A Gertrudis Duby
He buscado mi rostro entre las piedras
—señal de cataclismo—
y sólo hallé la resquebrajadura
donde el tiempo triunfó; donde la guerra
clavó su lanza que es necesidad,
necesidad con punta de hierro ya mellado
y con asta podrida del viento y de intemperie.
Busqué mi rostro allí donde el antepasado
marcó su huella en signos, en figuras
y no reconocí más que el misterio.
Aquí estuvo y no está, rescoldo frío
junto al que nadie puede detenerse.
Y, alrededor, la selva. ¡Cuánta corteza de árbol
en que ningún cuchillo de viajero
grabó la letra, el rumbo!
¡Cuánta hoja diciendo su idioma incomprensible!
¡Cuánta raíz a la que no desciendo!
Bajo mis ojos han pasado ríos
anónimos, fugaces.
Se iban en murmullos, sí, pero no cuajaban
en palabra de espejo
sino en profunda voz de abismo, en suave
invitación a convertirme en agua.
Con paso cauteloso me arrimé al campamento
de los hombres. Me vieron
con esos mismo ojos que calculan
el peso del ganado
o la totalidad de la cosecha.
Sin hablar me pusieron un lugar en la mesa,
me dieron un bocado y después la madrina
me señaló el quehacer, me ordenó la faena.

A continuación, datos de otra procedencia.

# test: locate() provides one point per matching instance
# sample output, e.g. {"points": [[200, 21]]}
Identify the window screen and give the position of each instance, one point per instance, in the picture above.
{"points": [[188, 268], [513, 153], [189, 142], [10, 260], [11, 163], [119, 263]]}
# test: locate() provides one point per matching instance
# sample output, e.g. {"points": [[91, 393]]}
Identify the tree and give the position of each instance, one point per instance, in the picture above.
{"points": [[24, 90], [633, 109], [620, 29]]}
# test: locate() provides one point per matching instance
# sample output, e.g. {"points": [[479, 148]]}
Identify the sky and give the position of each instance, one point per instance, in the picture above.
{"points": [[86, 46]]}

Aquí estoy. Tejedora, lavandera,
desgranadora de maíz y, a veces, en la noche
cuando el sueño no acude,
relatora de historias.
Cuento la eterna lucha de los dioses
para vencer al caos
y las primeras peregrinaciones
y los que se perdieron o acabaron
antes de presenciar el milagro del alba.
Cuento de las ciudades, gloria de un día y luego
olvido de los siglos.
Otras cosas también; astucias de animales
pequeños. Y victorias
del hazañoso que arrancó la piel
al león, al tigre o que engañó a la zorra.
De mí no sé. Devano las memorias ajenas.
Pero hay entre la tribu
uno que no es igual a los demás, que inventa,
que da nombre a los seres
y que forma figuras de barro con las manos.
Ése me ha prometido
decirme alguna vez las sílabas exactas
que desde la creación me pertenecen.
Me las dirá en la fecha marcada por los astros
pues no quiere que el dueño
se apodere de ellas, ni que el otro
las use como un pobre utensilio cotidiano.
Me ha dicho: será el nombre
con que te llame tu hijo
cuando tenga hambre o miedo de estar solo.
Y ha puesto entre mis manos este pedazo de ámbar
para que me recuerden
—después, cuando yo muera— aquellos que me amaron.